Kecuali penting karena letaknya yang strategis ini, Blitar juga penting artinya bagi agama di zaman kuno.
Tidak kurang dari sepuluh bangunan suci tersebar di daerah Blitar. Diantara bangunan

bangunan suci ini, maka bangunan suci di Penataranlah yang tersebar dan
terpenting, karena candi Penataran itu merupakan candi di Negara (status
tample) atau candi pusat kerjaan. Adanya Candi Penataran di mulai ketika Raja
Kertajaya yang juga disebut Crengga mempersembahkan sima untuk pemujaan
"sira paduka bhatara Palah". Prasasti ini dibubuhi angkatahun Caka 1119
(1197 M).
Ditanah sima itu baru kemudian didirikan candi-candi seperti yang kita kenal
sekarang. Memang, tempat di mana sesuatu bangunan suci itu akan didirikan
sebenarnya mempunyai fungsi yang lebih penting daripada bangunan sucinya
sendiri. Tempat itu harus mengandung kekuatan-kekuatan magis religius yang
bersifat menyelamatkan. Dr. Soekmono dalam disertasinya "Candi, fungsi dan
pengertiannya" menyatakan seperti berikut :

" Sesuatu

tempat suci adalah suci karena potensinya sendiri.
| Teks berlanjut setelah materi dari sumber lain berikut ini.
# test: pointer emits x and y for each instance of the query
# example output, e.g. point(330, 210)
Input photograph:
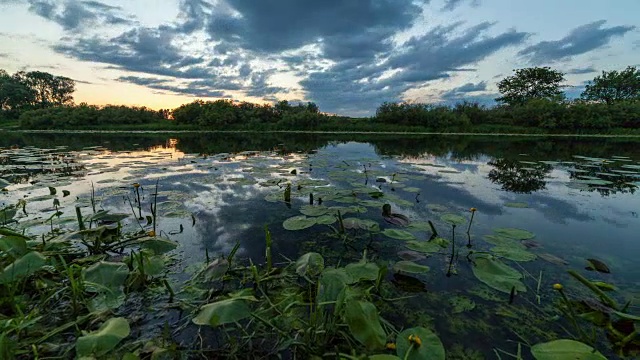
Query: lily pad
point(518, 234)
point(515, 253)
point(410, 267)
point(496, 274)
point(105, 339)
point(453, 219)
point(364, 324)
point(223, 312)
point(399, 234)
point(299, 223)
point(461, 304)
point(431, 348)
point(565, 350)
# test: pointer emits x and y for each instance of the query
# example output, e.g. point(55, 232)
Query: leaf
point(565, 350)
point(410, 267)
point(399, 234)
point(515, 253)
point(431, 348)
point(497, 275)
point(159, 245)
point(461, 304)
point(310, 264)
point(105, 339)
point(298, 223)
point(110, 276)
point(223, 312)
point(364, 324)
point(424, 246)
point(22, 267)
point(453, 219)
point(597, 265)
point(514, 233)
point(13, 245)
point(331, 283)
point(311, 210)
point(362, 271)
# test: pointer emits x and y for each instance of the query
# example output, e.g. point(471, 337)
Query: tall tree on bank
point(531, 83)
point(613, 86)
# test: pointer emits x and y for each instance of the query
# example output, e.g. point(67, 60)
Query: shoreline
point(79, 131)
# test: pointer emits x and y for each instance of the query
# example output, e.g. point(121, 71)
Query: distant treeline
point(531, 99)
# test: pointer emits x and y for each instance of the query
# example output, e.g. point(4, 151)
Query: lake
point(511, 216)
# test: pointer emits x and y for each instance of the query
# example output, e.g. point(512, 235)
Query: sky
point(347, 56)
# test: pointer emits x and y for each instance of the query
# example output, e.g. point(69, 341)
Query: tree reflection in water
point(519, 177)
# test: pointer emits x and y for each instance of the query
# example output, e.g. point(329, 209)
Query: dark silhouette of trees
point(614, 86)
point(531, 83)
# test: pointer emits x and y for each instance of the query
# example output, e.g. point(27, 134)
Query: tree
point(531, 83)
point(613, 86)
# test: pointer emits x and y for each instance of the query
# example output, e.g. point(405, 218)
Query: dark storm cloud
point(451, 5)
point(578, 71)
point(352, 85)
point(580, 40)
point(340, 27)
point(75, 14)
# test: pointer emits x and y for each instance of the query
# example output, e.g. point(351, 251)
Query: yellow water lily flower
point(558, 286)
point(414, 339)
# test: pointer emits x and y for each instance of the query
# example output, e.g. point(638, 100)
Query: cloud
point(580, 40)
point(342, 28)
point(451, 5)
point(74, 14)
point(578, 71)
point(357, 87)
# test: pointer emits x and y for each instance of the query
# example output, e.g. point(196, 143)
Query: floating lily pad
point(553, 259)
point(299, 223)
point(461, 304)
point(410, 267)
point(565, 350)
point(453, 219)
point(496, 274)
point(515, 253)
point(311, 210)
point(399, 234)
point(513, 233)
point(517, 205)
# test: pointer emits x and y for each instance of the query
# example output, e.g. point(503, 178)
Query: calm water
point(578, 196)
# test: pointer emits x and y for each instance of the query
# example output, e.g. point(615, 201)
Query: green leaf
point(364, 324)
point(513, 233)
point(310, 264)
point(410, 267)
point(461, 304)
point(105, 339)
point(331, 283)
point(424, 246)
point(223, 312)
point(13, 245)
point(362, 271)
point(311, 210)
point(565, 350)
point(299, 223)
point(453, 219)
point(399, 234)
point(159, 245)
point(431, 348)
point(515, 253)
point(496, 274)
point(22, 267)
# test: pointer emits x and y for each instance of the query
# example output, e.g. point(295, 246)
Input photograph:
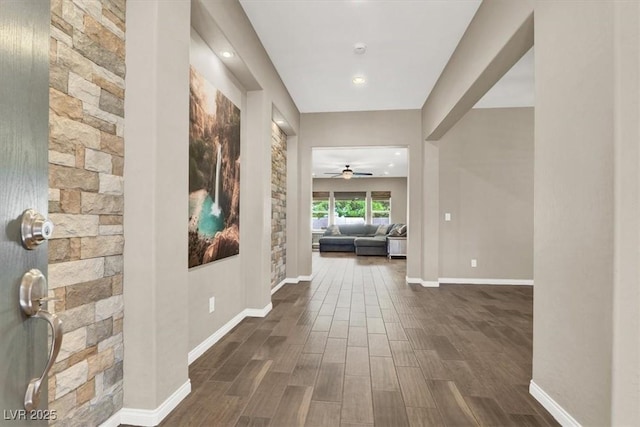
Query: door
point(24, 105)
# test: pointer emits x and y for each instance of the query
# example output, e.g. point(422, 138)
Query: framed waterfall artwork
point(214, 173)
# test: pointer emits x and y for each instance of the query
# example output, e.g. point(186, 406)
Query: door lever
point(33, 289)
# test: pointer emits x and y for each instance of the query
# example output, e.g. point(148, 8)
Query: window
point(380, 207)
point(320, 210)
point(350, 207)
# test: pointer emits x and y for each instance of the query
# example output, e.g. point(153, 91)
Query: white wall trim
point(423, 283)
point(277, 287)
point(217, 335)
point(471, 281)
point(214, 338)
point(149, 417)
point(258, 312)
point(558, 412)
point(113, 421)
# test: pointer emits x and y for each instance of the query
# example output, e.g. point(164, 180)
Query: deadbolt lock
point(35, 229)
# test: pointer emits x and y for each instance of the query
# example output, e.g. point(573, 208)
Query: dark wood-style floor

Maka sesungguhnya, yang primer adalah tanahnya, sedangkan
kuilnya hanya menduduki tempat nomer dua". Jelaslah disini
bahwa tanah atau tempat dimana bangunan-bangunan Candi
Penataranitu berada dianggap tanah yang suci karena
mengandung kekuatan-kekuatan gaib. Tetapi yang dianggap
paling suci ialah titik pusat tanah atau halaman Candi
Penataran dimana segala macamtenaga gaib bersatu dan
perpusat. Pusat ini dianggap sebegitu keramatnya sehingga
bangunan candi induk pun tidak dipernankan menutupinya..
Akhirnya dapat ditambahkan disini bahwa daerah Blitar itu
memegang peranan yang unik dalam sejarah, ialah tempat
yang baik untuk mengundurkan diri (terugval-basis) bagi
mereka yang ingin menyusun kembali kekuatanya. Letaknya
sangat strategis. Dari Blitar baik dataran tinggi sebelah Timur
maupun Barat gunung Kawi dapat diancam. Ken Arok mungkin
tahu akan hal ini dan ia menjadi raja.
Candi sebagai bentuk kebudayaan, ternyata tak hanya
menandai puncak-puncak kejayaan dan kekuasaan seorang
raja di bumi Nusantara ini. Jika dicermati dan dikaitkan dengan
perjalanan sejarah bangsa ini hingga sekarang, ternyata bisa
menjadi cermin bagi alih kekuasaan di negeri ini.